A key player in a sleazy attempt to smear Northwest Side residents as racists, Perkins’ role in the whole affair resembled a cog in a devious, deep-state machine found in a Marxist purgatory such as Cuba. Almost immediately, the claim of racism against the police officers residing in Arena’s ward began to fall apart when aides working in the former alderman's office contacted the Anti-Defamation League (ADL). The ADL wasn’t buying Arena’s argument: FOIAs exposed e-mails between Ms. Perkins and the ADL showed the liberties group questioning the validity and severity of the residents’ social media posts. Ultimately, 29 of 31 complaints made by Arena against the officers were found to be utterly without foundation by the city’s police oversight agency, the Civilian Office of Police Accountability (COPA). For COPA to reject the allegations, the charges must have been pretty pathetic, as COPA has a long record of embracing and running with even the weakest allegations against police.

Apart from the ADL raising doubts over Arena’s absurd allegations, another factor which nullifies the legitimacy of COPA’s investigation is the oversight agency to this day refuses to tender to the accused official, written verification Arena’s charges have been determined to be unfounded.

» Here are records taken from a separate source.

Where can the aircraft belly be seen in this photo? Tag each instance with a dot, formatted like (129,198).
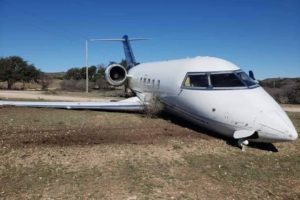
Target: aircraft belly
(198,119)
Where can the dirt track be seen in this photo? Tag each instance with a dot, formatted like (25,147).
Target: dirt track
(67,154)
(41,95)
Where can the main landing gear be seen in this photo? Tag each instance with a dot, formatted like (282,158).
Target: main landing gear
(242,143)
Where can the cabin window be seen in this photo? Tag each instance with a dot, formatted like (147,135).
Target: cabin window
(196,80)
(224,80)
(246,79)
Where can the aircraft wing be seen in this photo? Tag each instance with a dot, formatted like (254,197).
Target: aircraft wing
(130,104)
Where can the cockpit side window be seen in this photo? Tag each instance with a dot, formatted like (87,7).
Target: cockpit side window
(225,80)
(196,81)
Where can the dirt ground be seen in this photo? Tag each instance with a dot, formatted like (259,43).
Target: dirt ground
(58,96)
(67,154)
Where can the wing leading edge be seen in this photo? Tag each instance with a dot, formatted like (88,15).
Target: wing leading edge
(130,104)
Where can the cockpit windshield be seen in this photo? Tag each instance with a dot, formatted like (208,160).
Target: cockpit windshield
(218,80)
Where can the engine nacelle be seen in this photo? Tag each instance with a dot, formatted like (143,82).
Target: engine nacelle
(115,74)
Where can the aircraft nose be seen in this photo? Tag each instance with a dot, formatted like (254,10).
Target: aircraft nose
(293,134)
(277,126)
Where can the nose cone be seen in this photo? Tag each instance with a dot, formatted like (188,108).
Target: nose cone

After Arena was unseated by Jim Gardiner in 2019, Perkins shifted over to Maria Hadden's office and now serves as the 49th Ward alderman’s chief of staff.  Almost immediately upon starting her job with Haddon, Perkins courted controversy with a tweet attacking Gardiner, the man who unseated her former boss. Jumping into a Twitter spat between Gardiner, a former firefighter, and Mayor Lightfoot, Perkins responded to a jab Lightfoot threw at Gardiner after the 45th Ward alderman explicitly disapproved of Arena’s hire by Chicago’s Department of Planning and Development (DPD) with: “I wonder how a firefighter feels about getting burned so badly.” A comment so revolting it drew the disgust of Reverend Thomas A. Mulcrone, Chaplain Emeritus of the Chicago Fire Department, Mulcrone penned a letter to Haddon condemning Perkins’ hostility. Hadden, however, failed to see the wickedness of Perkin’s remark, dismissed it and characterized it as a “joke.”

Is this what Hadden is bringing to Rogers Park? What does it say about the kind of leader Hadden will be, what kind of leadership she will provide for public safety, by hiring Perkins as her chief of staff, someone with such an obvious antipathy for police and firefighters and such a record of suspicious tactics against political opponents?

Hadden's language and politics are all music to the ears for the various factions of Gangster Disciples, Latin Kings, and other gangs robbing, shooting, and terrorizing the 49th Ward. Gang members know the veteran cops who gave so much to Rogers Park are leaving in disgust. The same gangs know they have Cook County State’s Attorney Kim Foxx working for them and now a bevy of useless, grandstanding aldermen like Hadden are backing them as well.